I've had many laptops over the years, from the original eeePC to 17" portable workstations, and the smallest I personally found to be "usable" on a daily basis were in the 12" class; I used a Sony Z505 throughout law school. Get that size with a usable keyboard and touchpad. Anything reasonably modern with 8GB of RAM should be able to putz around in Linux as a secondary device.

[–] azimir@lemmy.ml 7 points 1 day ago (3 children)

I had one of the 10" eeePC machines for years. That thing was a tank. It did everything I needed it to, especially weird networking configurations. The battery also lasted over 6 hours. I mostly ran Crunchbang #! Linux on it.

I don't think I could live on a 10" screen anymore, but back in the day it was a dream machine.

[–] JubilantJaguar@lemmy.world 4 points 1 day ago

I don’t think I could live on a 10" screen anymore, but back in the day it was a dream machine.

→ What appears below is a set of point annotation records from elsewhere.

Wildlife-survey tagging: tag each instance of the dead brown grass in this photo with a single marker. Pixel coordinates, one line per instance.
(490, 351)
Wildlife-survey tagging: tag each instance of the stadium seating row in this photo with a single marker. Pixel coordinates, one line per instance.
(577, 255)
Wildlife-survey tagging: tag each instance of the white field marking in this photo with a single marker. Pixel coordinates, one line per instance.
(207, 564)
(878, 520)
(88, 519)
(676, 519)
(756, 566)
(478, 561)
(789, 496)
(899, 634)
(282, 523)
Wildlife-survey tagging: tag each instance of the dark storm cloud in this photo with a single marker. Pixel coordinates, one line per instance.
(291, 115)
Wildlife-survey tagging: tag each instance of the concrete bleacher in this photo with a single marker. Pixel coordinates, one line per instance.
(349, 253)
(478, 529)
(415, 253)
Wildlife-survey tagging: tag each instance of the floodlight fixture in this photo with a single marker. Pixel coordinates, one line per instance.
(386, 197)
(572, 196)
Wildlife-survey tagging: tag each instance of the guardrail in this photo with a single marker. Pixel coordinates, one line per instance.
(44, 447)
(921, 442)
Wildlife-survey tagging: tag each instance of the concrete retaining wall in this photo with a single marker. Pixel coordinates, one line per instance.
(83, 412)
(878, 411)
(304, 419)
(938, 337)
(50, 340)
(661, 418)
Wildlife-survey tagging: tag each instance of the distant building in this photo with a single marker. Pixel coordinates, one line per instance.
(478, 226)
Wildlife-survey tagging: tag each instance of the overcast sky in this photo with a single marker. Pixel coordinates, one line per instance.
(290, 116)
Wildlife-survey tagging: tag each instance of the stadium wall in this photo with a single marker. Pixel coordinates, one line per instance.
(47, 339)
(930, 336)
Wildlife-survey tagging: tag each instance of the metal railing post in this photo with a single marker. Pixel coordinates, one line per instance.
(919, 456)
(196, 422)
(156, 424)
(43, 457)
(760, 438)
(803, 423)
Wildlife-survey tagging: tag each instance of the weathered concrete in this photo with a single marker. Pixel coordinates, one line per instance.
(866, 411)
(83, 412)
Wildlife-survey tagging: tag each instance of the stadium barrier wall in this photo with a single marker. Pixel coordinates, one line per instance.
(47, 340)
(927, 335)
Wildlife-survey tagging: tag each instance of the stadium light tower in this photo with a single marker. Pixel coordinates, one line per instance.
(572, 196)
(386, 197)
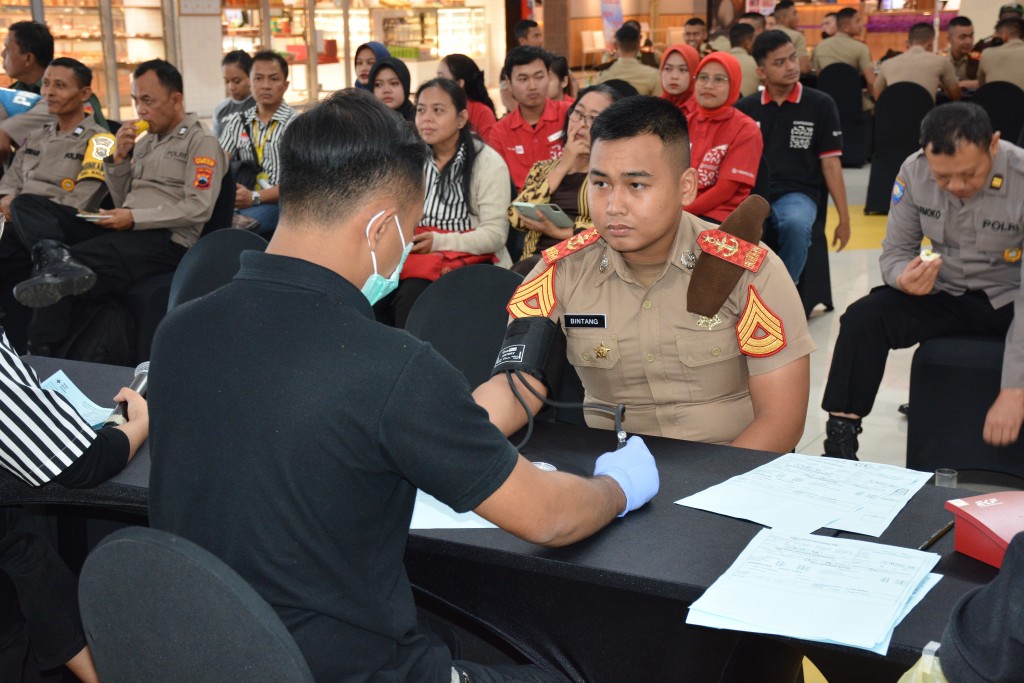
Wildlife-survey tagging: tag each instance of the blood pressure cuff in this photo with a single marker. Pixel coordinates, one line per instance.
(534, 345)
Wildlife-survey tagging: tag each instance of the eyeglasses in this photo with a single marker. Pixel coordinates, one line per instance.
(583, 118)
(702, 79)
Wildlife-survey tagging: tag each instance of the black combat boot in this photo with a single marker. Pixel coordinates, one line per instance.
(54, 274)
(841, 437)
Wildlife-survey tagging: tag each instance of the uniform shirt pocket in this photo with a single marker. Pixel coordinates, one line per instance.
(712, 364)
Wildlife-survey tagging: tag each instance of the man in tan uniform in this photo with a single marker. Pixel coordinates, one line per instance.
(1005, 62)
(919, 65)
(629, 68)
(787, 20)
(165, 187)
(741, 38)
(620, 292)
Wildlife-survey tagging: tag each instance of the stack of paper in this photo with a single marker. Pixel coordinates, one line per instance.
(805, 493)
(817, 588)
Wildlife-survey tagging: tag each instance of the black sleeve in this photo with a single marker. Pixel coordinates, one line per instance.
(104, 458)
(984, 641)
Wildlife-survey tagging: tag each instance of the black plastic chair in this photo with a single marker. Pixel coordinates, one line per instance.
(210, 264)
(1004, 102)
(159, 608)
(463, 315)
(897, 131)
(842, 83)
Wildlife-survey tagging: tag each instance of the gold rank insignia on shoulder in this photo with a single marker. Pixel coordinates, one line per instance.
(759, 332)
(536, 298)
(572, 245)
(732, 249)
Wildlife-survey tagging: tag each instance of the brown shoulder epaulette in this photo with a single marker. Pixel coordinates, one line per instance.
(734, 246)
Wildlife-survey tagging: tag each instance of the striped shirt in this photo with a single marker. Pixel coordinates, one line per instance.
(444, 205)
(244, 136)
(41, 435)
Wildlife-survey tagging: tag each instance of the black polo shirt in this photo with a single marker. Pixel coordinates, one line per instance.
(290, 432)
(798, 134)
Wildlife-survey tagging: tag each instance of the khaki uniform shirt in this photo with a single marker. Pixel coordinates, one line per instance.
(171, 181)
(749, 68)
(645, 79)
(67, 168)
(980, 240)
(845, 49)
(798, 39)
(641, 347)
(1005, 62)
(918, 66)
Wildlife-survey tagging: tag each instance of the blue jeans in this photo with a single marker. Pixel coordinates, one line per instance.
(266, 214)
(793, 216)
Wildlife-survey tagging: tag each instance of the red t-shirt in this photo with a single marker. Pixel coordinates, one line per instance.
(521, 145)
(726, 147)
(481, 118)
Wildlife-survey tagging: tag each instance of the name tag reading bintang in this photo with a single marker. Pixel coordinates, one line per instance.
(585, 321)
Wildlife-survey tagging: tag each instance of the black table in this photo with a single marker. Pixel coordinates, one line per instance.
(611, 607)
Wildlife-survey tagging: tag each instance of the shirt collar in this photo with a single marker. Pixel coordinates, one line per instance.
(793, 97)
(301, 274)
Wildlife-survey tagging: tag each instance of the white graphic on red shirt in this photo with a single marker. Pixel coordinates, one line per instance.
(708, 169)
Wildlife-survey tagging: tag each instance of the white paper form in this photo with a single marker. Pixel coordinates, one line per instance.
(90, 412)
(431, 513)
(802, 494)
(815, 588)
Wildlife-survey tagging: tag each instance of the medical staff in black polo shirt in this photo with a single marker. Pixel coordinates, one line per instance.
(803, 144)
(291, 436)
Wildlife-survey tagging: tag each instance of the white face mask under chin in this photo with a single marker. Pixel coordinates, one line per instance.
(377, 286)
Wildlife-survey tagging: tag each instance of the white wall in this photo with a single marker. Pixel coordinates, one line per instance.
(200, 54)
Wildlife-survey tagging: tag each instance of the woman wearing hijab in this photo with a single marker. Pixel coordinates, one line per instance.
(679, 63)
(367, 55)
(390, 80)
(725, 143)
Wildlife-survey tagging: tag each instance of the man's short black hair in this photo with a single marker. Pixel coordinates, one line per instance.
(633, 117)
(766, 43)
(628, 38)
(524, 54)
(921, 33)
(739, 34)
(270, 55)
(83, 75)
(947, 126)
(345, 151)
(34, 38)
(845, 15)
(167, 74)
(756, 16)
(522, 27)
(240, 57)
(1013, 25)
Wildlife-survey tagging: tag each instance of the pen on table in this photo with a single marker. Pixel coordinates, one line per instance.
(938, 535)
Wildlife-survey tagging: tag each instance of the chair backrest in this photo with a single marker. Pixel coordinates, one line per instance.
(462, 314)
(1005, 103)
(211, 263)
(157, 607)
(223, 208)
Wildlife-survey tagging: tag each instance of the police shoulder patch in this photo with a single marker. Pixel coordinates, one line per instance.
(536, 298)
(573, 244)
(759, 332)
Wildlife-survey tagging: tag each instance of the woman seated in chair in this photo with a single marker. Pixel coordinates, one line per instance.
(725, 143)
(561, 181)
(467, 191)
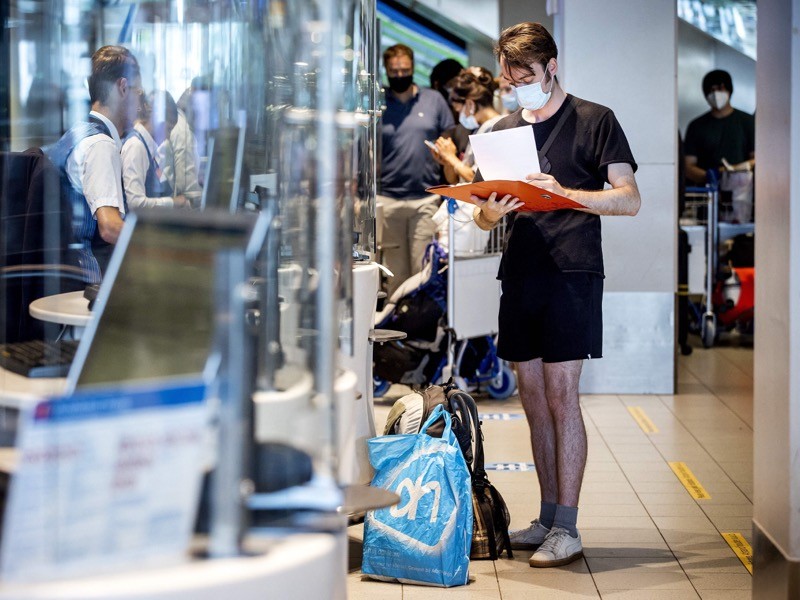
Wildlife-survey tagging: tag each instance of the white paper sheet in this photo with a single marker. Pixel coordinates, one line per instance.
(507, 154)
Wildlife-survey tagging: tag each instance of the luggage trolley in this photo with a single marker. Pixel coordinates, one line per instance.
(702, 208)
(473, 302)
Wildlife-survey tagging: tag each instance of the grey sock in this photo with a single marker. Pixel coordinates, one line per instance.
(567, 518)
(547, 513)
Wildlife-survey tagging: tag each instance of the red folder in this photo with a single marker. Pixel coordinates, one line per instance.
(536, 199)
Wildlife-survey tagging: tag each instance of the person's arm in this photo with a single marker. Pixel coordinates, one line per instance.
(184, 159)
(454, 168)
(109, 223)
(622, 199)
(101, 181)
(694, 173)
(135, 164)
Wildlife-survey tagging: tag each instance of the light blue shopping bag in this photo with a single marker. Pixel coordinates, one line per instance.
(426, 537)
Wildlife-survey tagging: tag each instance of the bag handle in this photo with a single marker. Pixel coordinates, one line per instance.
(464, 404)
(439, 412)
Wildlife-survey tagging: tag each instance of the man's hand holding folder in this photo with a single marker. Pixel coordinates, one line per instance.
(538, 192)
(529, 196)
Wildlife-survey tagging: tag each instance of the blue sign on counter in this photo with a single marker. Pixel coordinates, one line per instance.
(107, 479)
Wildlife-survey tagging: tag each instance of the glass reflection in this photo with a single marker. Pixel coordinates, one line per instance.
(276, 112)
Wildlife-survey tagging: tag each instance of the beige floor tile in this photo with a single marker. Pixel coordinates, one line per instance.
(612, 510)
(547, 594)
(650, 549)
(708, 564)
(696, 524)
(725, 594)
(655, 499)
(608, 522)
(650, 595)
(722, 581)
(628, 491)
(363, 588)
(728, 510)
(550, 581)
(622, 497)
(600, 537)
(675, 510)
(418, 592)
(638, 574)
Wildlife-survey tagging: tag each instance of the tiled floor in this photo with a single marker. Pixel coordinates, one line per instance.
(645, 537)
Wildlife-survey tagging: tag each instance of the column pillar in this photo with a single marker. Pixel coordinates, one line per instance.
(623, 55)
(776, 395)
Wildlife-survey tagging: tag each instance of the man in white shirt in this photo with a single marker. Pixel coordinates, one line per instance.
(144, 178)
(181, 160)
(88, 156)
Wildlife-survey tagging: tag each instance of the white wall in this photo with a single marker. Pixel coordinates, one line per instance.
(776, 392)
(607, 54)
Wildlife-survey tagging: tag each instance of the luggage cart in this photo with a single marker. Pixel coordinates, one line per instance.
(473, 302)
(702, 206)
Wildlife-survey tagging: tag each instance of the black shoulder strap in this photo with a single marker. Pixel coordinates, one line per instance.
(463, 403)
(544, 164)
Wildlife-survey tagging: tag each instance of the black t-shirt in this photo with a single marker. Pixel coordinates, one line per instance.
(711, 139)
(590, 140)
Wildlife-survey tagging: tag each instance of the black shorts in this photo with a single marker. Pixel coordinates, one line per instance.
(554, 316)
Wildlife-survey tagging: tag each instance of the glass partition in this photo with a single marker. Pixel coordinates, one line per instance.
(276, 114)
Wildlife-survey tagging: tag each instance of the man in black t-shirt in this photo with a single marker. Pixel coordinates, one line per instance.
(723, 132)
(552, 274)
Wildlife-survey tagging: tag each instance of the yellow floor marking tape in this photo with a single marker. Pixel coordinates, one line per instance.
(638, 414)
(741, 548)
(689, 481)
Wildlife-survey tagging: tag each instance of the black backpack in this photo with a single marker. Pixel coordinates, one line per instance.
(490, 513)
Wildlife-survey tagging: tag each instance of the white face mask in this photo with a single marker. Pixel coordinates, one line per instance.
(531, 96)
(509, 101)
(718, 99)
(468, 121)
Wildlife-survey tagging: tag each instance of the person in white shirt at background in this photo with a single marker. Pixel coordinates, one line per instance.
(142, 176)
(472, 95)
(178, 155)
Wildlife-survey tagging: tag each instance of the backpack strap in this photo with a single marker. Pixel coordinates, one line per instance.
(544, 164)
(462, 404)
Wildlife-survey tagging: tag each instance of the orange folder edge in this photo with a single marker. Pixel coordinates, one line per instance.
(536, 199)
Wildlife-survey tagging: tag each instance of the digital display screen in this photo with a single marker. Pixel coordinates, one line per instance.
(158, 319)
(430, 47)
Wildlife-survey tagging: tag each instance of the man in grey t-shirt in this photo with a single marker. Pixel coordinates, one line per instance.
(412, 115)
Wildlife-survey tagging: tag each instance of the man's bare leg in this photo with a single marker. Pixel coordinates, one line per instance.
(561, 388)
(531, 380)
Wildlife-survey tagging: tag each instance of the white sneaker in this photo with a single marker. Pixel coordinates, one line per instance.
(529, 538)
(558, 548)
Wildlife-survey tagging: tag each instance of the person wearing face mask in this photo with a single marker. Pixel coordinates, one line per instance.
(412, 115)
(507, 99)
(88, 158)
(472, 95)
(722, 133)
(143, 177)
(551, 273)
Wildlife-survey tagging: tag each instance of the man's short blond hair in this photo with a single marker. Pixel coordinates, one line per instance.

Interesting. Years ago I moved from an 18in desktop setup to something like your eeePC. Unexpectedly, I also found it fine. These days I have a 14in and it feels unnecessarily big and heavy.

If you're happy doing things one window at a time (i.e. monocle view, or basically as on mobile OSs), turns out the floor's the limit!

[–] tal@lemmy.today 4 points 1 day ago

For the hell of it, I used one as my main work laptop for a while. $199 plus $20 of RAM when I got it, IIRC.

External keyboard, put the laptop on a cantilevered board so that it's right in front of my eyeballs so that the screen size doesn't matter, use it mostly as a thin client to a beefier machine so the CPU doesn't matter much.

[–] thefartographer@lemm.ee 5 points 1 day ago (1 children)

I had the original eeePC too. I found the problem with the screen to be the resolution, not the size. My Lenovo Legion Go with its 8" screen is perfect as my daily driver.

[–] flubba86@lemmy.world 2 points 13 hours ago

I had one too. Besides the screen resolution, the actual worst thing about them was the MMC storage. Literally slower than a 5400rpm HDD. Mine was the one with the slightly faster atom CPU, but it was bottlenecked by the crazy slow storage.